8月29日、阪神の板山祐太郎が「1番・二塁」でスタメン起用された。この起用には驚いたファンも多かっただろう。今シーズン阪神の二塁は、開幕直後こそ上本博紀と鳥谷敬らの併用が続いたが、上本がケガで離脱後は、糸原健斗がそのポジションを務めていた。特に6月以降、「1番・二塁」は糸原の定位置となっていた。

もっとも、板山の二塁スタメン起用に驚いた理由はそれだけではない。板山は外野手登録であるにも関わらず、二塁手として起用されたのだ。板山はこれまで一軍の試合で二塁手として起用されたことはない。2016年に三塁手として1試合だけ守備についたことはあるが、内野手としての起用はそれだけだ。

だが、阪神の二軍事情に詳しいファンであれば、そんなに驚くべきことではなかった。というのも今季、板山は二軍で46試合二塁手として起用され、遊撃手としても13試合出場しており、内野手として鍛えられてきたのだ。このことを知っているファンは、板山が一軍に昇格した時点で二塁手として起用されることを想像できていたかもしれない。

外野手から内野手へのコンバート

いきなり二塁手でのスタメン起用には驚きもあり、不安に思うファンの声もインターネット上からは聞こえてきた。

しかし、この試合の5回表、無死一塁から山田哲人が放ったセンターへの打球を板山が飛びついて見事捕球。
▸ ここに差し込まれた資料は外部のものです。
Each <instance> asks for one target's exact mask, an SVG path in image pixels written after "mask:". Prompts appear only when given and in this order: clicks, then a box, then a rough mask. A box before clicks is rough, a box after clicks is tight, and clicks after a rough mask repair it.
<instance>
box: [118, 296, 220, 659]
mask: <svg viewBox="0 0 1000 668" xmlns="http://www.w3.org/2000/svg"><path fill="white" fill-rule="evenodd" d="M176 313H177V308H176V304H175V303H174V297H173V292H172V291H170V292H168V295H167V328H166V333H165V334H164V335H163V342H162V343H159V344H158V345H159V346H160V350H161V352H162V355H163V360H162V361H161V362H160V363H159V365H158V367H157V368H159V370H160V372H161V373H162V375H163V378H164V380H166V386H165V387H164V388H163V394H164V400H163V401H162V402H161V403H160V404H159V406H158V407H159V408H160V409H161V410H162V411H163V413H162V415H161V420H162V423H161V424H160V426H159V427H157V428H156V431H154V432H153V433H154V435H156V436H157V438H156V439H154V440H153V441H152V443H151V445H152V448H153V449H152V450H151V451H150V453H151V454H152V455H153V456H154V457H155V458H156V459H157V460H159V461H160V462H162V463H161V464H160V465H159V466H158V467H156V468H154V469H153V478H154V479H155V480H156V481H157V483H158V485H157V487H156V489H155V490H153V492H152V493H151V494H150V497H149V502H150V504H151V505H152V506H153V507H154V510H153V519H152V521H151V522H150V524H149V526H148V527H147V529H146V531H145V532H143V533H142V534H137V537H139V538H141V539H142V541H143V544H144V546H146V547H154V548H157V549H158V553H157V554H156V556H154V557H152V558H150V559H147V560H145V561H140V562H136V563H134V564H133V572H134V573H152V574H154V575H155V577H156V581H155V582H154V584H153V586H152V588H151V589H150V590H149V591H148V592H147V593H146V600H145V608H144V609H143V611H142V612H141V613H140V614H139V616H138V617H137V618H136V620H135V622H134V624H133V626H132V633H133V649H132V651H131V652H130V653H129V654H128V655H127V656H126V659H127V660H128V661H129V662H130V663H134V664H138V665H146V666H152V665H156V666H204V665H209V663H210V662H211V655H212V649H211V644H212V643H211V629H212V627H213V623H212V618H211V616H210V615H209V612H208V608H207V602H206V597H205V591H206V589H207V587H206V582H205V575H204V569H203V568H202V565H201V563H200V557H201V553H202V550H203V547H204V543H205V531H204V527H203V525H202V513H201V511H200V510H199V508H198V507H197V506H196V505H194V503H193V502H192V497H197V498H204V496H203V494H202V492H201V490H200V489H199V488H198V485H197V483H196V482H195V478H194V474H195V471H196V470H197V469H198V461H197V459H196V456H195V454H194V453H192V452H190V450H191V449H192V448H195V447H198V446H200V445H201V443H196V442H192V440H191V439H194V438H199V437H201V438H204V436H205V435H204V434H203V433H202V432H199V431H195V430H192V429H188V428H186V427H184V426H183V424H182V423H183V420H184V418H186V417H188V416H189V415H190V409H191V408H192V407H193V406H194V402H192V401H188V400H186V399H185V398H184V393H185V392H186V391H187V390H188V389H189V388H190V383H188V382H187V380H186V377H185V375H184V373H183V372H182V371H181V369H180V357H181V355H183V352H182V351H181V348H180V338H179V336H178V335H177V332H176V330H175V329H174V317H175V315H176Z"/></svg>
そのまま打球を二塁手にトスし、アウトをとった。これは、板山の内野守備に不安を持っていたファンにとって、嬉しい誤算だろう。起用した金本監督も「してやったり」といった表情を浮かべていた。

そもそも板山の獲得は、金本監督が板山の身体能力の高さに惚れ込んだことがきっかけだったという話もある。まさに秘蔵っ子と言える選手の活躍は嬉しかったに違いない。

内野手から外野手へのコンバートはともかく、その逆のコンバートはなかなか聞かない。かつてロッテの荻野貴司が外野手から遊撃手へとコンバートを図ったことがあったが、これもすぐに頓挫し、外野手へと戻った。

異色とも言える外野手から内野手へのコンバート。板山の今後に注目が集まる。